Gabriel no sería la excepción.
Volví a la cafetería al día siguiente, aunque sabía que las probabilidades de encontrarlo de nuevo eran bajas. Aun así, había algo valioso en permanecer en un lugar donde él había estado. Las sillas, las mesas, incluso el aire parecían conservar su presencia. Sentada en el mismo sitio de la ventana, repasé los fragmentos de información recolectados: un cuaderno de notas, una mochila desgastada, un reloj barato, un gesto empático hacia la camarera.
Lo más importante era la dirección en la que había salido.
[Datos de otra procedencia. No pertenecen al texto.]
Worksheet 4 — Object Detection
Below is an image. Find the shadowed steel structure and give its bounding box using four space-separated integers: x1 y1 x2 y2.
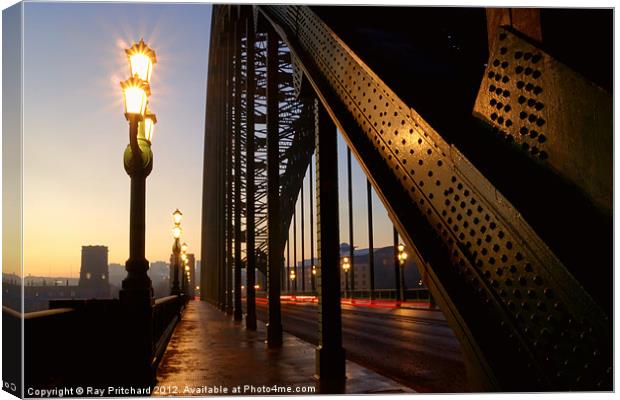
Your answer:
201 5 613 391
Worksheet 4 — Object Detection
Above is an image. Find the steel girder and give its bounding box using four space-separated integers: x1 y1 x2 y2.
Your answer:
257 6 612 391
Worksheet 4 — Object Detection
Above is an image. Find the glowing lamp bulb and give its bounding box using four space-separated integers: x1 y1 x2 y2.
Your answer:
172 226 181 239
143 110 157 143
121 77 151 119
172 208 183 225
125 39 157 82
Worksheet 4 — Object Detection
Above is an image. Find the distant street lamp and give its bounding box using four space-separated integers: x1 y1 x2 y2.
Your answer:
181 243 190 294
289 269 297 295
170 208 182 296
398 243 407 301
342 257 351 297
120 40 157 299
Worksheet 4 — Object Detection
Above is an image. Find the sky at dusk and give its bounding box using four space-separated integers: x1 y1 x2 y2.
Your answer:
23 2 211 276
18 2 392 276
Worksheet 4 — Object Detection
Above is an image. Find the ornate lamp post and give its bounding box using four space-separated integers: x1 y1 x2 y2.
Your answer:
342 257 351 297
289 269 297 296
398 243 407 301
311 265 316 293
119 40 157 384
170 208 185 296
121 40 157 298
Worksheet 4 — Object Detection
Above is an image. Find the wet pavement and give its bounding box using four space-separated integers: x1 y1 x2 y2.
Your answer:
153 301 413 396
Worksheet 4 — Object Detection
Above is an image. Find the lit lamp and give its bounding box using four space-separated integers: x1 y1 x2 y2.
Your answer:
342 257 351 297
119 41 156 304
170 208 182 296
125 39 157 82
398 244 407 266
398 243 407 301
172 208 183 226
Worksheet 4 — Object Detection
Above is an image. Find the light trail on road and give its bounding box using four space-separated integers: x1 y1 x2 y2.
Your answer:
252 299 467 393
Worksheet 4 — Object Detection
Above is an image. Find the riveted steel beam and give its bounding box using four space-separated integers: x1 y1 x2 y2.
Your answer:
258 6 611 390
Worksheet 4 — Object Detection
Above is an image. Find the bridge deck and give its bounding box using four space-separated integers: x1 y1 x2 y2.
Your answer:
154 301 412 396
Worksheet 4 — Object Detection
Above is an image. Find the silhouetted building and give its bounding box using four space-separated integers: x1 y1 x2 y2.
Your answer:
78 246 110 298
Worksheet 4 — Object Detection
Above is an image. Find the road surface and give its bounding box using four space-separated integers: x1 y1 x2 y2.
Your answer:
256 299 467 393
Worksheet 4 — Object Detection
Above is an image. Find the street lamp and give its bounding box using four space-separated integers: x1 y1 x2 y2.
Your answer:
170 208 182 296
289 269 297 295
398 243 407 301
125 39 157 82
342 257 351 297
120 41 157 302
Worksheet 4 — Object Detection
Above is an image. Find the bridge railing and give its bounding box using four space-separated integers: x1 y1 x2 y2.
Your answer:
2 295 189 395
278 288 430 301
152 295 189 368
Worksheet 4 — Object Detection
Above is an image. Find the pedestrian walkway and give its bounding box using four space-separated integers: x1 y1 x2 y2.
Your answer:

Había esperado unos minutos antes de seguirlo discretamente la tarde anterior, cuidando la distancia. No había sido fácil: el tráfico, la multitud de peatones, cualquier distracción podría hacerme perderlo. Pero era paciente, y la paciencia siempre rendía frutos.
Lo ví girar hacia una calle residencial y entrar en un edificio de ladrillos antiguos, de esos que solían dividirse en pequeños apartamentos para estudiantes o jóvenes trabajadores. No hizo falta acercarme más. Conocer la puerta exacta ya era suficiente.
Ahora, con un café intacto frente a mí, desplegué en la mente el mapa invisible de mi nuevo objetivo.
Vives en un apartamento modesto. Eso me dice que no eres rico ni pretencioso. El cuaderno… ¿serás estudiante? O tal vez trabajas en algo que requiere ideas. La camisa blanca, limpia pero no nueva. Quieres verte presentable sin esforzarte demasiado. El reloj, práctico, no de lujo. Moderado, accesible, confiable. Pero lo más importante fue tu reacción con la camarera. Tú brillas en medio de la gente común, Gabriel. Y por eso no voy a dejarte ir.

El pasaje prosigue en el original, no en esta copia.